One broker claimed that mills will be wary of sending scrap markets down in April even if it is only to help announced finished product price increases stick.

"You could see $10 to $15 coming off the top. (But) I would caution against a January price return. Pipeline flow into yards and mills need to be reconciled. We are at March 14 and it’s not there yet. Spring, however, is right around the corner and that will have an effect," he said. "Mills need to be cautious—they are all fighting for steel prices to stick. They do not want to portray a scrap market in decline just yet."

The broker said it also was too early to write off interest from Turkey, despite others claiming otherwise. "Turkey is still here.
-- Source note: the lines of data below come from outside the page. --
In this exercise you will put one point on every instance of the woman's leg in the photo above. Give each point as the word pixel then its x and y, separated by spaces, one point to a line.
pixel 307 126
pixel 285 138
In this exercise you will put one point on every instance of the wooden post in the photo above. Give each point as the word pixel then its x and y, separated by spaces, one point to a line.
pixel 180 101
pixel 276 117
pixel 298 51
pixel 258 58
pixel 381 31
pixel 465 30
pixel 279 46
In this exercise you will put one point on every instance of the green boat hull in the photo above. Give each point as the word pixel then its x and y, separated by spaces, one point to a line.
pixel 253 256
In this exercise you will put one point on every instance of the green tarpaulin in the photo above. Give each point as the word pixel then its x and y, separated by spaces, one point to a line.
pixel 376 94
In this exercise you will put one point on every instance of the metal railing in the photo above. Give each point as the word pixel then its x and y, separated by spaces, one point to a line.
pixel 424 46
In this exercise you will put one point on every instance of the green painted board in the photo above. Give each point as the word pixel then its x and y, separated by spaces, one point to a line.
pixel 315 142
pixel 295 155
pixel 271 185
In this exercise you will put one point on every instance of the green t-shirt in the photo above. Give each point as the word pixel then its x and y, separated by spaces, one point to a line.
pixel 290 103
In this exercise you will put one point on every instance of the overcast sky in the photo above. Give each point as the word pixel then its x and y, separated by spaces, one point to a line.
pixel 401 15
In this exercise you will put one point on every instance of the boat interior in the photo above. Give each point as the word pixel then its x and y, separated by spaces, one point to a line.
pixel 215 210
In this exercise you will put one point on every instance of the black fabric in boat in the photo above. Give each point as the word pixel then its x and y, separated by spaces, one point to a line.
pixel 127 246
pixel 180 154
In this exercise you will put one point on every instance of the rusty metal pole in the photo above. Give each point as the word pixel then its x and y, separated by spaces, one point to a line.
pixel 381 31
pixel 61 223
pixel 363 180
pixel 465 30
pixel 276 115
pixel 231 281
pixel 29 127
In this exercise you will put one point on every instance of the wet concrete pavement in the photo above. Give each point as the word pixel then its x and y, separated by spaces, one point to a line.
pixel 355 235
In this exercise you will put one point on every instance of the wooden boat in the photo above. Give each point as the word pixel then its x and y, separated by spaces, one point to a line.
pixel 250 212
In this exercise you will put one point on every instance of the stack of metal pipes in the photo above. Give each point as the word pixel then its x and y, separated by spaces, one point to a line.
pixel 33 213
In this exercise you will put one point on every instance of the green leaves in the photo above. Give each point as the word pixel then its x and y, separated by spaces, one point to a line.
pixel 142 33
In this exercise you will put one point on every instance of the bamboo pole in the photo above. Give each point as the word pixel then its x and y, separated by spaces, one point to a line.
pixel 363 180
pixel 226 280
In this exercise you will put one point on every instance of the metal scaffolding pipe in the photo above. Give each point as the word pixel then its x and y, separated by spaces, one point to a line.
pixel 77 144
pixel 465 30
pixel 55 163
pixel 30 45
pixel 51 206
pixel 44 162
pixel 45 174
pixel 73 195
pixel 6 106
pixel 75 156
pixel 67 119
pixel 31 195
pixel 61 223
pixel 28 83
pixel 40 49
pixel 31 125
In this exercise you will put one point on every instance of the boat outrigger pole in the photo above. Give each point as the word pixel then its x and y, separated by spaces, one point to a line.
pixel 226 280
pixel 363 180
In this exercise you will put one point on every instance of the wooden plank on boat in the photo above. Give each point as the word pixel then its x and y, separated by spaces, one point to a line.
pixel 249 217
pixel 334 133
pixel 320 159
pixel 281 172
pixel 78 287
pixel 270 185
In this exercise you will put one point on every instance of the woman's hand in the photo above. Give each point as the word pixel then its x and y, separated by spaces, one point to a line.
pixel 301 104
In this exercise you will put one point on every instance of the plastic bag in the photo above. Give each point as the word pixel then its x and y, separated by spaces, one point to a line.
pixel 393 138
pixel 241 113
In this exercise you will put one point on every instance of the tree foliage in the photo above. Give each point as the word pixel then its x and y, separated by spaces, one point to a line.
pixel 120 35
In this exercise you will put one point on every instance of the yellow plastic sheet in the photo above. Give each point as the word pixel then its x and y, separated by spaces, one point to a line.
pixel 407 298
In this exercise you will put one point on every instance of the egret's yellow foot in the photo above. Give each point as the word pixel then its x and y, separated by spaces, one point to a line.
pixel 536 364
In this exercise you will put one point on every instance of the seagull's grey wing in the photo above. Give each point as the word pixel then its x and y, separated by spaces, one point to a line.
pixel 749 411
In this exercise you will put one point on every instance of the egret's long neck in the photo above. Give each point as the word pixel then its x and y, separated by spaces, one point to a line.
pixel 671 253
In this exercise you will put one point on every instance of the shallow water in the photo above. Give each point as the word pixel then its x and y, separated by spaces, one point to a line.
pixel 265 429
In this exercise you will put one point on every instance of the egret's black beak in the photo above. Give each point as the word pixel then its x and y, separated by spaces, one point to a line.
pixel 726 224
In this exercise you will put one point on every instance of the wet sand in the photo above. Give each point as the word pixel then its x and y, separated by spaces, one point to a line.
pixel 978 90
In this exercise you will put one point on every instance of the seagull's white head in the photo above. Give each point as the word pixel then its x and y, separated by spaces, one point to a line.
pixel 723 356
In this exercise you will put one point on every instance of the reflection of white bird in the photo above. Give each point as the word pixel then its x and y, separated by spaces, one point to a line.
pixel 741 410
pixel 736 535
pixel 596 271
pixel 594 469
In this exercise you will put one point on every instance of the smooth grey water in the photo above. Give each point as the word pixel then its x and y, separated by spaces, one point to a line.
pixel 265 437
They have interest and that fact has relevance," he said. A sideways price move "is not big enough to get people bearish. I’m not saying that the Turks will drive April, but they have not gone away just yet."

A Midwest scrap dealer said busheling prices have already lost about $10 per ton on bids and offers this week, while a broker in the region claimed some mills and brokers were intentionally putting out weak signals.

"One broker was out offering to buy small volumes at down numbers. Maybe some mills are just trying to push an agenda. I think scrap supply is in balance with demand. Flows are not very good and some factors like iron ore pricing are true, but it doesn’t negate the fact that there’s very little scrap out there," the Midwest broker said.

"The only real question remaining will be if the mills are receiving the scrap which they purchased or if shipments remain slow," a Chicago dealer said.